Vision is the view that we see in our mind’s eye. To be able to realize our vision, we need an imagination and creativity. Selection of the right tools and some editing process are also needed to realize a good photo work. Without technical ability, vision will not be realized perfectly. Vision is also strongly associated with the style of photography (personal style). If we consistently develop our vision, the personal style will be created and people will more easily recognize our work.

Just like a life, vision and style will also change as time goes on. Maybe once we like a photo with high color saturation, but after a few years maybe black and white. Maybe now we prefer to use large aperture lens and make blurred background (bokeh). But in the future may be we love sharp detail from the background until the foreground. Everything gonna be changed, our photo quality will also changed to be better and better.
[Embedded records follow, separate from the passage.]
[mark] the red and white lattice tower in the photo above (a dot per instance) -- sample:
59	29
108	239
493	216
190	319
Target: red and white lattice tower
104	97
Well, How to train your Vision?
– Master the basic techniques of photography and make a commitment to learn continuously and follow the evolving imaging technologies.
– Focus to see and pay attention to one or few preferred subjects, don’t push photographing variety of subjects of photos at once.
– Select the right equipment (cameras, lenses, accessories) according to your budget, it will save the time and optimizing your photo quality.
– Training and continuous practice will produce good work, it’s not just talent and luck. The most important practice is not only photographing activities, but how do we see the subject.
– Learning by seeing, take a look at the pictures of other photographers and other visual arts such as painting, movies, and so on.
– Create a personal photography project, for example, a collection of old trees photos, vehicles, portrait, culture etc.